The flaws in the study are the strengths in Hologic's argument that CAD is a valuable clinical tool, according to the company. Culley noted that 36 of the 43 sites participating in the survey reported data not obtained with CAD and that the seven sites with experience implemented the technology during the study period. This produced a lopsided comparison: 398,159 interpretations without CAD and 31,186 with CAD. Most important, the CAD-related data were obtained early in the learning curve, when mammographers were still figuring out how to use CAD.

Data presented by the researchers indicate that at least one site provided data during just its initial two months of working with the technology. The most experienced site operated CAD for just 25 months. Average experience was just seven months, even though the study period ran from 1998 to 2002, Culley said.

The availability of data before and after CAD implementation led to a comparison of specificity, 90.2% before and 87.2% after, that put CAD in an unfavorable light. Adding to the authors' diminished view of CAD was an increase in recall rates from 10.1% before CAD implementation to 13.2% after. Biopsies per 1000 screening mammograms increased from 14.7 before CAD to 17.6 after.

Rather than conclude that the use of CAD is associated with reduced accuracy in screening mammography, as the Fenton group did, the data suggest to Smith and Culley that mammographers need to exert care not to overinterpret results during the early adoption of CAD.

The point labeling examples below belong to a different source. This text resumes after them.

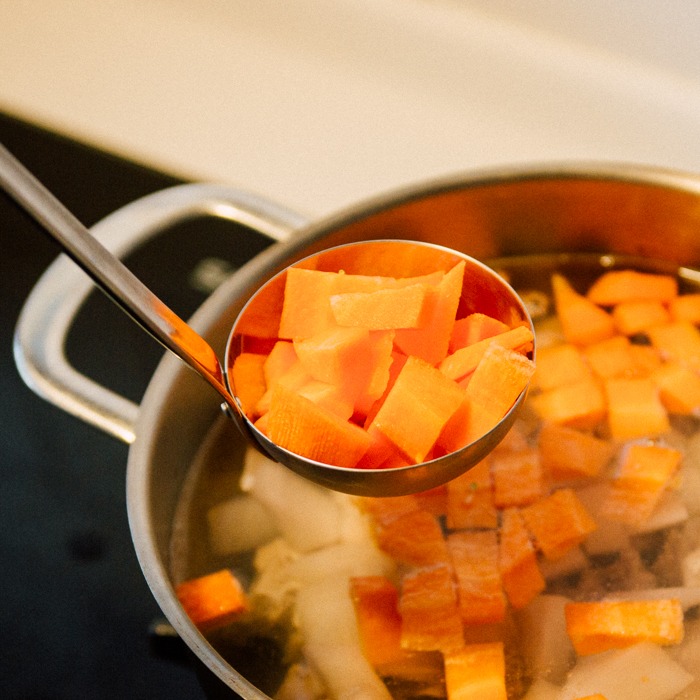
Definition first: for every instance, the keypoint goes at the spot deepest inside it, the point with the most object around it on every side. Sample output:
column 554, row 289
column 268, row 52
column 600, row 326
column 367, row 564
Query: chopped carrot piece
column 580, row 405
column 416, row 409
column 685, row 307
column 679, row 388
column 604, row 625
column 517, row 478
column 375, row 599
column 632, row 317
column 473, row 328
column 476, row 672
column 635, row 408
column 213, row 600
column 558, row 522
column 618, row 286
column 558, row 365
column 470, row 501
column 474, row 557
column 645, row 473
column 302, row 427
column 249, row 380
column 612, row 357
column 385, row 309
column 464, row 361
column 430, row 342
column 429, row 611
column 499, row 379
column 582, row 321
column 414, row 538
column 567, row 453
column 679, row 342
column 520, row 574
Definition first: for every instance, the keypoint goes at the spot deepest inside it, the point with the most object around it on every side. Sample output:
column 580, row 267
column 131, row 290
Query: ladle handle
column 48, row 313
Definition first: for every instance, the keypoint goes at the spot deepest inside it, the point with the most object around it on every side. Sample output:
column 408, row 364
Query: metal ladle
column 483, row 290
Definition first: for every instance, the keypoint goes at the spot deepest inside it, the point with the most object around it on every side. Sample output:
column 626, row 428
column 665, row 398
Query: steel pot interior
column 624, row 210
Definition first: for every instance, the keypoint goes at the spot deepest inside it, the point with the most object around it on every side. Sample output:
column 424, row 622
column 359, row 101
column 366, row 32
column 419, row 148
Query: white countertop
column 319, row 103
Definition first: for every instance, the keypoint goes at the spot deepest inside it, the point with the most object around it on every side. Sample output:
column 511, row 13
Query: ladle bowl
column 483, row 290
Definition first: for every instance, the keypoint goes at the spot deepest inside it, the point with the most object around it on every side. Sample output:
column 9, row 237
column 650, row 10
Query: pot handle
column 50, row 309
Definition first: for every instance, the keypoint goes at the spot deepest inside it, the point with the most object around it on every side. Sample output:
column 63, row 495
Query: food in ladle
column 377, row 372
column 565, row 565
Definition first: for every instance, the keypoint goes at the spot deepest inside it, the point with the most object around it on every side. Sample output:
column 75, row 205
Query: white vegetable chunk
column 307, row 515
column 239, row 524
column 326, row 621
column 641, row 672
column 545, row 645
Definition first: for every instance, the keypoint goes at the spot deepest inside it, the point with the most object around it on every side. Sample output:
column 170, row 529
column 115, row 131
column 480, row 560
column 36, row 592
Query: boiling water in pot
column 264, row 648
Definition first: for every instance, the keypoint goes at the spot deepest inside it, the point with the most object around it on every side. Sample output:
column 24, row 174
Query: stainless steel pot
column 597, row 209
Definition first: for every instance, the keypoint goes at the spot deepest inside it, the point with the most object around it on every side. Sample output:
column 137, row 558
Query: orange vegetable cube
column 429, row 611
column 618, row 286
column 474, row 557
column 567, row 453
column 558, row 522
column 646, row 471
column 384, row 309
column 599, row 626
column 558, row 365
column 677, row 342
column 517, row 477
column 473, row 328
column 414, row 538
column 632, row 317
column 431, row 341
column 679, row 388
column 375, row 599
column 300, row 426
column 213, row 600
column 249, row 380
column 582, row 321
column 685, row 307
column 476, row 672
column 635, row 408
column 470, row 501
column 520, row 574
column 417, row 408
column 580, row 405
column 464, row 361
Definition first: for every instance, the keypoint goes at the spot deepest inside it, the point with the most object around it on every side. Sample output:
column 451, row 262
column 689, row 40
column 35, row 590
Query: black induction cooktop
column 76, row 614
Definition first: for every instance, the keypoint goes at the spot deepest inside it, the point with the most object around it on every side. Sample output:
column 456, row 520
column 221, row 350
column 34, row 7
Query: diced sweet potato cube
column 300, row 426
column 520, row 574
column 473, row 328
column 470, row 499
column 414, row 538
column 558, row 365
column 604, row 625
column 474, row 557
column 679, row 388
column 213, row 600
column 580, row 405
column 568, row 453
column 417, row 408
column 476, row 672
column 632, row 317
column 429, row 611
column 635, row 408
column 582, row 321
column 558, row 523
column 618, row 286
column 249, row 380
column 645, row 473
column 517, row 478
column 375, row 599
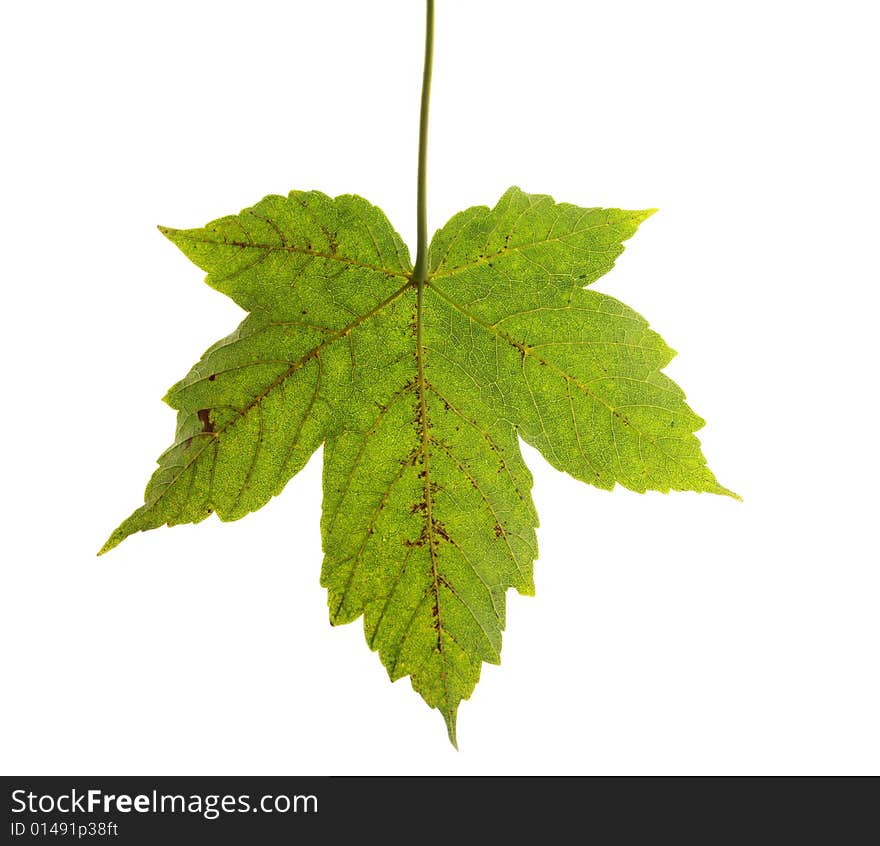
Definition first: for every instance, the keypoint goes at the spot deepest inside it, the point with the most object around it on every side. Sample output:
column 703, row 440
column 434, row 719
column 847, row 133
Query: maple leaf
column 419, row 391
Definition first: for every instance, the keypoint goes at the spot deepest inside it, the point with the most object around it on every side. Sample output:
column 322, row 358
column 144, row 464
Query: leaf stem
column 420, row 272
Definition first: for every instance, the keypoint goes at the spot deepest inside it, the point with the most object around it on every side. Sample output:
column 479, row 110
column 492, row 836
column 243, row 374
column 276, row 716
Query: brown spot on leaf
column 204, row 415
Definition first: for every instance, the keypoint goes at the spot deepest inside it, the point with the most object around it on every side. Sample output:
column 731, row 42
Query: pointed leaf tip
column 449, row 718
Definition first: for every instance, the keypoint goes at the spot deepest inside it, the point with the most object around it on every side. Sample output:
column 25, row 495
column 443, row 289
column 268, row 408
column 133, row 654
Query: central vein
column 421, row 385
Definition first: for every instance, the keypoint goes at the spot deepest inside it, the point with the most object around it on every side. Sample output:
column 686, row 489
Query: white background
column 669, row 634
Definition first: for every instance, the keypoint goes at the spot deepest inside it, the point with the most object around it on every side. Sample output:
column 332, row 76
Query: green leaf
column 419, row 393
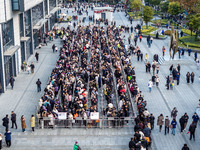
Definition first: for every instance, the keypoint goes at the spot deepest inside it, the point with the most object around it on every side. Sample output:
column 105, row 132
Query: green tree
column 194, row 23
column 164, row 6
column 175, row 8
column 147, row 14
column 154, row 2
column 135, row 5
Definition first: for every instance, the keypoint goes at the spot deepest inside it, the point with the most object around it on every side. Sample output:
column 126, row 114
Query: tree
column 194, row 23
column 135, row 5
column 154, row 2
column 147, row 14
column 175, row 8
column 164, row 6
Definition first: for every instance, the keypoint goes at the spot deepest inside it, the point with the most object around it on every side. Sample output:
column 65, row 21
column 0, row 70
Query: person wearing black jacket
column 192, row 129
column 182, row 122
column 6, row 122
column 132, row 144
column 13, row 119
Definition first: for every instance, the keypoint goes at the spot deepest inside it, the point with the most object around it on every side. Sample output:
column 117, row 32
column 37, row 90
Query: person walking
column 174, row 113
column 192, row 129
column 0, row 141
column 163, row 49
column 185, row 147
column 167, row 122
column 8, row 138
column 195, row 118
column 32, row 67
column 13, row 119
column 188, row 77
column 32, row 120
column 178, row 78
column 151, row 118
column 192, row 77
column 150, row 84
column 173, row 124
column 38, row 85
column 160, row 122
column 23, row 123
column 12, row 80
column 182, row 122
column 53, row 47
column 6, row 122
column 76, row 146
column 186, row 117
column 37, row 56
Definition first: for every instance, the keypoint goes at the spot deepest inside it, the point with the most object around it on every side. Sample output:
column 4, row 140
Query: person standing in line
column 188, row 77
column 23, row 123
column 160, row 121
column 32, row 67
column 12, row 80
column 178, row 78
column 150, row 84
column 185, row 147
column 182, row 121
column 186, row 117
column 13, row 119
column 163, row 51
column 192, row 77
column 174, row 123
column 167, row 122
column 192, row 129
column 174, row 113
column 195, row 118
column 37, row 56
column 38, row 85
column 152, row 118
column 76, row 146
column 32, row 120
column 157, row 80
column 0, row 141
column 6, row 122
column 53, row 47
column 8, row 138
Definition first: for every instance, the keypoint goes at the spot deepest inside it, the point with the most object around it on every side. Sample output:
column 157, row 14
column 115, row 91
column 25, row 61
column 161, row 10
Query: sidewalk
column 23, row 99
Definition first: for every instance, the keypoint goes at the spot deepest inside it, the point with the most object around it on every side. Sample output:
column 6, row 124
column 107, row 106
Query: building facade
column 22, row 26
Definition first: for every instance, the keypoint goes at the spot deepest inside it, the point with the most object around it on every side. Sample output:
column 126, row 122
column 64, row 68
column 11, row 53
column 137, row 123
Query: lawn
column 188, row 32
column 163, row 22
column 190, row 41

They are not alone in this concern. In an editorial accompanying the NEJM published results, Dr. Ferris M. Hall, a Harvard professor of radiology on staff at Beth Israel Deaconess Medical Center in Boston, questioned the researchers' failure to consider the time needed to adjust to CAD, noting that mammographers initially exposed to this technology may be unduly influenced by the suspicious lesions marked on each mammogram. Hall further noted that the adjustment to CAD can take weeks to years.

Smith raised a related point about the technology itself, asserting that CAD mammography has improved substantially in the five years since the survey was conducted, markedly reducing the number of false positives. He further noted that the Fenton study looked only at screen-film CAD - digital mammography became commercially available only in 2000 - and 90% of digital mammography systems today ship with CAD.

Fenton and colleagues described as significant in their paper an increase in sensitivity from 80.4% before CAD implementation to 84%. Research published previously in the American Journal of Roentgenology and Radiology, as well as other journals, documented substantial increases in detection rate, particularly of small, invasive cancers.

CAD's strength is its ability to detect the early signs of cancer, said Culley, who noted that the NEJM article documented the ability of this technology to find more cases of ductal carcinoma in situ. The researchers discounted the value of such detections, however, stating that DCIS usually does not progress to the most life-threatening forms of breast cancer.

Culley worries that the most recently published results will have added weight because of the journal in which they were published. In the accompanying editorial, Hall opined that the results would not end the use of CAD in screening mammography, but "they constitute a substantial hit to this technology."

Unfortunately, if the technology takes a hit, so will women's healthcare, Smith said.

"If you have ever talked to a radiologist who found a cancer through CAD that he or she had missed, you realize that the impact of CAD is quite important," he said. "These cases are not just anecdotal. They come up all the time."

Editor's note: This story replaces an earlier version.